Completion-rate data show how many students finished the test or section of a test. The percent of students completing the test is influenced by students who may reach the final questions but choose not to answer them because of their greater difficulty. Therefore, both the percent completing the test or section of a test and the percent completing three-fourths of the test or section are evaluated to determine if a test's time limits are appropriate. In general, a test's time limits are appropriate for the intended population if virtually all of those taking the test complete 75 percent of the questions and 80 percent reach the final question.
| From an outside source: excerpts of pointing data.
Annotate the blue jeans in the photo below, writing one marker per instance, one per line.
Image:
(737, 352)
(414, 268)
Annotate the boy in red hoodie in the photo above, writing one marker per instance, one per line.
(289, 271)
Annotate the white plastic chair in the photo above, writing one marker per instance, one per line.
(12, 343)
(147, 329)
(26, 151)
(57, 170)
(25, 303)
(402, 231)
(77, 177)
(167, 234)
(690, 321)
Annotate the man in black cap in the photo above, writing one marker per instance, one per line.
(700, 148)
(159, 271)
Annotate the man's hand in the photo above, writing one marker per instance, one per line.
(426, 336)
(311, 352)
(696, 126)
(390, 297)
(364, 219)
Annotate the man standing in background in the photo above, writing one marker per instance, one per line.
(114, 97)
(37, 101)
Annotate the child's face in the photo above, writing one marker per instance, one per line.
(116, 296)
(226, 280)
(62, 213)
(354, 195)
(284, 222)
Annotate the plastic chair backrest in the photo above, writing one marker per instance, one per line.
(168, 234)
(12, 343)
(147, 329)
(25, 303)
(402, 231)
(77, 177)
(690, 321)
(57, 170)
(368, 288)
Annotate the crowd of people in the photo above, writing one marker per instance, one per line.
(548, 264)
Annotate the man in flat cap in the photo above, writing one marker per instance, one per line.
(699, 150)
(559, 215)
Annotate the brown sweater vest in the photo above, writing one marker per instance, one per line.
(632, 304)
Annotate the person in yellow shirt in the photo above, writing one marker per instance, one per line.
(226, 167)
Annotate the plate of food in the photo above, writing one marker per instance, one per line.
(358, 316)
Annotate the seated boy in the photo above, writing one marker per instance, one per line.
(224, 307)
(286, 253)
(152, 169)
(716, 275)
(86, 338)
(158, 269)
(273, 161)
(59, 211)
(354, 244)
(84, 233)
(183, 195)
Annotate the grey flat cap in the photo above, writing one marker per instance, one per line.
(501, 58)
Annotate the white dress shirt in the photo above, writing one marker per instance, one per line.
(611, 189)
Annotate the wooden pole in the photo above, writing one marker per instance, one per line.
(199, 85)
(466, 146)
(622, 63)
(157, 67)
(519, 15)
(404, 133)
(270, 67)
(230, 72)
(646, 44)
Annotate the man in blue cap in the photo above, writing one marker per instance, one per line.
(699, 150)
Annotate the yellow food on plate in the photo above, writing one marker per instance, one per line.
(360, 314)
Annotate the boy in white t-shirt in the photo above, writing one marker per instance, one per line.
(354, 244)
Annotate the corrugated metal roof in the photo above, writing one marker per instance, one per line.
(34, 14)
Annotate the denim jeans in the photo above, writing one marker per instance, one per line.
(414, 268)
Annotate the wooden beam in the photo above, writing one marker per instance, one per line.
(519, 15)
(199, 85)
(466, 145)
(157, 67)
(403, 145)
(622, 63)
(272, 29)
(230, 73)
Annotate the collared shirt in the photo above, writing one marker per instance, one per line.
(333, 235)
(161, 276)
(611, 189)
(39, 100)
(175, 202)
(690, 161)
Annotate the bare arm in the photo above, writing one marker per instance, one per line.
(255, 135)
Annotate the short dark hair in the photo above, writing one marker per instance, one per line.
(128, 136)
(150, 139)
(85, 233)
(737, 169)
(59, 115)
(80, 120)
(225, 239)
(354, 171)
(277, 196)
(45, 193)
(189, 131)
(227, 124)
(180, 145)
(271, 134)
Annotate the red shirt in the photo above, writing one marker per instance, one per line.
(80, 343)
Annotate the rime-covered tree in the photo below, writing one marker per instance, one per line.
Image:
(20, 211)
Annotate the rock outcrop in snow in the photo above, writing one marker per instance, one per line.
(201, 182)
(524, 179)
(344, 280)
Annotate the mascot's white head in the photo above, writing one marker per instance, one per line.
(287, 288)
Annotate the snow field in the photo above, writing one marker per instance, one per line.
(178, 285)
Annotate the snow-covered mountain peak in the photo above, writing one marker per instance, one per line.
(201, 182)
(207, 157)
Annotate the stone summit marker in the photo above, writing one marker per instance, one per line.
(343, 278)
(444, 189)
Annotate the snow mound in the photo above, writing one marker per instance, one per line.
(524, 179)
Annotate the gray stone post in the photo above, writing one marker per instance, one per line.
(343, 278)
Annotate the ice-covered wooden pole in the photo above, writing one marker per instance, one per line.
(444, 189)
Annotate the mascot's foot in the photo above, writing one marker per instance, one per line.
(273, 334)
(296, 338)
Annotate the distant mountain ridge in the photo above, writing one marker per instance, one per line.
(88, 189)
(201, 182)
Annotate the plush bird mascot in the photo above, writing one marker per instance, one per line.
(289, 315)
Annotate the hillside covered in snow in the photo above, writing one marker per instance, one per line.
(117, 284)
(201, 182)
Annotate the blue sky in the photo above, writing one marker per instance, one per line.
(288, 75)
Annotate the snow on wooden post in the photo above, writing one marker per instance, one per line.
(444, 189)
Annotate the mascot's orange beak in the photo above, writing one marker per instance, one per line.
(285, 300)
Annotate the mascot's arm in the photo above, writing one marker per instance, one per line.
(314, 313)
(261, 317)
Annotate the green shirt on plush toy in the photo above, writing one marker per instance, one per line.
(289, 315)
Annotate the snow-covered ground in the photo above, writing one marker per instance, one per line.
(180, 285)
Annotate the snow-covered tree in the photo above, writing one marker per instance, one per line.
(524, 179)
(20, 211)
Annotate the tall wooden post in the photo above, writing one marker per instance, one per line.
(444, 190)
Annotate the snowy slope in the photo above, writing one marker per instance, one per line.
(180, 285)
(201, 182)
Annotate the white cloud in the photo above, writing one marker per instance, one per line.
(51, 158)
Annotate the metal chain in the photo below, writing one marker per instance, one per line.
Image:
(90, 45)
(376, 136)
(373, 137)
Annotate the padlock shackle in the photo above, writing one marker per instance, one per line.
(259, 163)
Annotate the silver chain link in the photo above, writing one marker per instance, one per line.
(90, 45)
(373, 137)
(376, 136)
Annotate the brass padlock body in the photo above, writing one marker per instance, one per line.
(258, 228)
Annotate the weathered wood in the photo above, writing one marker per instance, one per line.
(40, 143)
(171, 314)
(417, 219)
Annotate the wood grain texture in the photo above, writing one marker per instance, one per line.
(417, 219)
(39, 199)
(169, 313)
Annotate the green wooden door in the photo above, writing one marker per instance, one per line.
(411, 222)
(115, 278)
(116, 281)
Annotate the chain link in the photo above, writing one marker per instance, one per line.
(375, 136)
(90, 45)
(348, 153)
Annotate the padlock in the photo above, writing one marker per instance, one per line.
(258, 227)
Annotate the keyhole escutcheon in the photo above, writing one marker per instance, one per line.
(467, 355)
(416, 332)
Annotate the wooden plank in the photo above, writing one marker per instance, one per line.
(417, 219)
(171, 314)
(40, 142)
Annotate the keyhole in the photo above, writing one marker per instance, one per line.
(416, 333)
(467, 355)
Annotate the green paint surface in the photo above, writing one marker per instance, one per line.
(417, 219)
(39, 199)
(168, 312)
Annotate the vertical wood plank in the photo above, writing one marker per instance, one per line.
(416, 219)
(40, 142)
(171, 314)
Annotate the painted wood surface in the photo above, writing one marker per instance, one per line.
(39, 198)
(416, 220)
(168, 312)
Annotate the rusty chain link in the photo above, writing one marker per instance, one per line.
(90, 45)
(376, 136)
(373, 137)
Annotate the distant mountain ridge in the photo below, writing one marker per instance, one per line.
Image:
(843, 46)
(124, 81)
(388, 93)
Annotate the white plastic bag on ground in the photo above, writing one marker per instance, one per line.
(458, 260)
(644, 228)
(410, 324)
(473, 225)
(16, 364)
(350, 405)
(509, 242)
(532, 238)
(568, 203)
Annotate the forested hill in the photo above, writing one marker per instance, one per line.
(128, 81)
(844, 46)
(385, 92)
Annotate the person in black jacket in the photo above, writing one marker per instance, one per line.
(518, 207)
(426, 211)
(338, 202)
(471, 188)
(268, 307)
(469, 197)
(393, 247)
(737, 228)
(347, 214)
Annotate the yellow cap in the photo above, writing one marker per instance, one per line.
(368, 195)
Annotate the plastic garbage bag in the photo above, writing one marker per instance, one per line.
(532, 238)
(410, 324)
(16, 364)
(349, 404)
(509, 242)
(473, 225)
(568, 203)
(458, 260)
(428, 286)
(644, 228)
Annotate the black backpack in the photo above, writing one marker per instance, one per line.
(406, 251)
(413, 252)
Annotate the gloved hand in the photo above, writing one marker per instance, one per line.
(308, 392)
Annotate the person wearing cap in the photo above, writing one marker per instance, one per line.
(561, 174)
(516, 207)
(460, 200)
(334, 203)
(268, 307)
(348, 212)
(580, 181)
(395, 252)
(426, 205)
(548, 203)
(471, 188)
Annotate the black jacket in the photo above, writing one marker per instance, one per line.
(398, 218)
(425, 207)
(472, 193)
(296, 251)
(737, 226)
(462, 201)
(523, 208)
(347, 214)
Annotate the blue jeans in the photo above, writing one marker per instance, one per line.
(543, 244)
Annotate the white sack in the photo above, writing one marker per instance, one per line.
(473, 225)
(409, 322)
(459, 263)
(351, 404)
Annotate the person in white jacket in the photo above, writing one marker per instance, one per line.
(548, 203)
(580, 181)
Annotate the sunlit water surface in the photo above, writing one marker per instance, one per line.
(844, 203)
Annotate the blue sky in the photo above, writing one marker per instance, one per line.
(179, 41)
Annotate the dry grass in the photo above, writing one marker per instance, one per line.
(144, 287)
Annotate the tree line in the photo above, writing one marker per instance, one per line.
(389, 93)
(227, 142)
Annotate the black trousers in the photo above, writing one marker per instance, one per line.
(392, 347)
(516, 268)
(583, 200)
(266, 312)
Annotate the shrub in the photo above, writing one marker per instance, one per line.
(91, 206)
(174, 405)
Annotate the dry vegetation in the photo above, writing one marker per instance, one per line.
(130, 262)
After each new version of the SAT is equated (see Equating), a table is used to convert the raw scores on a particular version of the test to the 200-to-800 College Board scale. Each conversion table is slightly different from any other conversion table because the difficulty levels of any two versions are never exactly the same across the entire score scale. The raw scores are not reported.
Correlation and Correlation Coefficient
Correlation refers to the extent that two variables are related. If high scores on one variable are related to high scores on the second variable, the relationship is positive. The correlation coefficient ranges from -1.00 (perfect negative relationship) to +1.00 (perfect positive relationship). A zero correlation coefficient indicates no statistical relationship between the two variables. Most correlations of test scores and measures of academic success are positive. The higher the correlation is, the better the prediction.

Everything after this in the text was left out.